Prinz Charles: Keine Eile bei der Thronbesteigung
London (dpa) - Der Mann mit dem betonierten Seitenscheitel und den großen Ohren war für viele Briten bisher das, was sie gern in ihrer Höflichkeit mit „interesting“ beschreiben - eher seltsam.
Prinz Charles spricht mit Pflanzen, setzt sich für den Klimaschutz ein und trägt altmodische Zweireiher. Außerdem ließ er seine Ehe mit einer attraktiven Glamour-Prinzessin und Mutter seiner Kinder kaputtgehen, um den Rest seines Lebens mit einer Frau zu verbringen, die die Boulevardmedien auf der Insel einst als „Rottweiler“ bezeichneten.
Viele sahen ihm manche Absonderlichkeit nach, auch ein bisschen aus Mitleid. Mitleid, weil er im Alter von 64 Jahren schon 61 Jahre Thronfolger, seine Krönung zum König von Großbritannien aber überhaupt nicht absehbar ist. Wer bis zum Rentenalter warten muss, bis er den Job seines Lebens bekommt - noch dazu als Nachfolger der eigenen Mutter - dem verzeiht man auch die eine oder andere Marotte.
Kurz vor Charles' 65. Geburtstag hat der Thronfolger mit der längsten Wartezeit in der Geschichte der britischen Monarchie ein völlig neues Bild von sich entworfen. Er gewährte der Journalistin Catherine Mayer vom US-Magazine „Time“ so viel Zugang und Einblick in sein Leben, wie noch keinem Reporter zuvor. Heraus kam: Charles sehnt sich überhaupt nicht nach dem Thron, im Gegenteil. Er hat vielmehr Angst, dass er ihm die Zeit rauben wird, sich um die Dinge zu kümmern, die ihm eigentlich wichtig sind.

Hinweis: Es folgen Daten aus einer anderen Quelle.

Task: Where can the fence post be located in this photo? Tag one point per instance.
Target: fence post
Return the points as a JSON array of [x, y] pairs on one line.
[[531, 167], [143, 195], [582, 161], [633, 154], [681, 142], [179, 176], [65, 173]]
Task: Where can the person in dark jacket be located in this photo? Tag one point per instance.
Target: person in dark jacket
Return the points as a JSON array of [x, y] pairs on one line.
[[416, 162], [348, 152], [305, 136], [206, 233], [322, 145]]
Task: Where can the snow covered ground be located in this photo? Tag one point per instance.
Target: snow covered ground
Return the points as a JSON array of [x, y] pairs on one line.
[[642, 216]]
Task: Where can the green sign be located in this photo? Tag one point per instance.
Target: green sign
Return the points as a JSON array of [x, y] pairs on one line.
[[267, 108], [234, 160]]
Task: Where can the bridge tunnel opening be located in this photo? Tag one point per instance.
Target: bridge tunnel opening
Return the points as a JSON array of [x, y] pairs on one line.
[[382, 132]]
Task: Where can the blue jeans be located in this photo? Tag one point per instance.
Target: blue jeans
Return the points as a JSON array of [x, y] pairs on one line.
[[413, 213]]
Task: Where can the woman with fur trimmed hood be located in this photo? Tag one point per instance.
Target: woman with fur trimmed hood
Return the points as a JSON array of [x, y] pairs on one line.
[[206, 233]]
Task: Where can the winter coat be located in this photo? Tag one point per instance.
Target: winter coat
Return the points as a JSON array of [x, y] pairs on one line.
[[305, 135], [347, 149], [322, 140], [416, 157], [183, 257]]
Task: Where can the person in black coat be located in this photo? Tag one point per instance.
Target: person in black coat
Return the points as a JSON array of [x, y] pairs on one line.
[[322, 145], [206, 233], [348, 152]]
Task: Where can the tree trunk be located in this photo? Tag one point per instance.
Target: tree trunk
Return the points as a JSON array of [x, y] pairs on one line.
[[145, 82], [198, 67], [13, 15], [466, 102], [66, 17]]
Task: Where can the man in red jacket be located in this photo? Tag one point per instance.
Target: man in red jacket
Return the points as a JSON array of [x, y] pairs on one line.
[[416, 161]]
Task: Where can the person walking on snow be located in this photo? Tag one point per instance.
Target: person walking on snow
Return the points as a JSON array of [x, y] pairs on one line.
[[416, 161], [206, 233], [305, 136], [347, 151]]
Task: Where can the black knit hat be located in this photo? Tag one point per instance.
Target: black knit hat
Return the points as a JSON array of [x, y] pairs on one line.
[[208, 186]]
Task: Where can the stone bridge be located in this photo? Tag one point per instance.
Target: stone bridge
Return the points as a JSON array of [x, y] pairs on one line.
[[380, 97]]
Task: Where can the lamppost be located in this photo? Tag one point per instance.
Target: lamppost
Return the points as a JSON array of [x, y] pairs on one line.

Er befürchte, „die Gefängnistüren“, könnten sich schließen, ehe er seine Projekte abgeschlossen hat, sagte ein Vertrauter der Reporterin. Das Zitat machte am Freitag die Runde durch alle großen Blätter in Großbritannien. Um nicht eine Monarchie-Krise heraufzubeschwören, beeilte sich der Palast am Nachmittag mit dem Hinweis, Charles freue sich durchaus auf seine künftige Aufgabe als König. Catherine Mayer erklärte dann auch brav in der BBC, das Zitat sei nicht so zu verstehen, dass Prinz Charles den Thron ablehnt.
Der Bericht im „Time“-Magazine erschien, als die Windsors gerade einmal wieder Geschichte schrieben. In der Kapelle des St.-James'-Palastes zu London hatten sich mit Queen Elizabeth II., ihrem ältesten Sohn Charles, dessen ältestem Sohn William und dessen bisher einzigem Sohn George die Königin und drei künftige Könige versammelt. Ein Bild, das es so 120 Jahre lang nicht mehr gegeben hatte. „Die Zukunft ist gesichert“, sollte das offizielle Hof-Foto signalisieren, die Monarchie lebt fort.
Prinz Charles setzt sich für Nachhaltigkeit ein, für den Kampf gegen den Klimawandel und gegen einen Raubbau an Ressourcen. Gerade am Beispiel des kleinen Prinz George werde deutlich, dass es auch für künftige Generationen eine würdige Zukunft auf der Erde geben müsse, dem einzigen Planeten, wie Charles betont, von dem wir wissen, dass auf ihm Leben möglich ist. „Wir tun mit großer Geschwindigkeit alles, um die Chancen der künftigen Generationen kaputtzumachen, in dem wir nicht merken, welchen Schaden wir der Natur zufügen“, sagte Charles dem „Time“-Magazine.
Wenn er König sein wird, wird es für Charles deutlich schwieriger werden, sich so dezidiert zu politisch und gesellschaftlich brisanten Themen zu äußern. Zu absoluter Neutralität ist der Monarch in Großbritannien nicht nur verfassungsmäßig verpflichtet. Sie hat sich seit den Zeiten Königin Victoria auch als Erfolgsmodell für die Monarchie herausgestellt.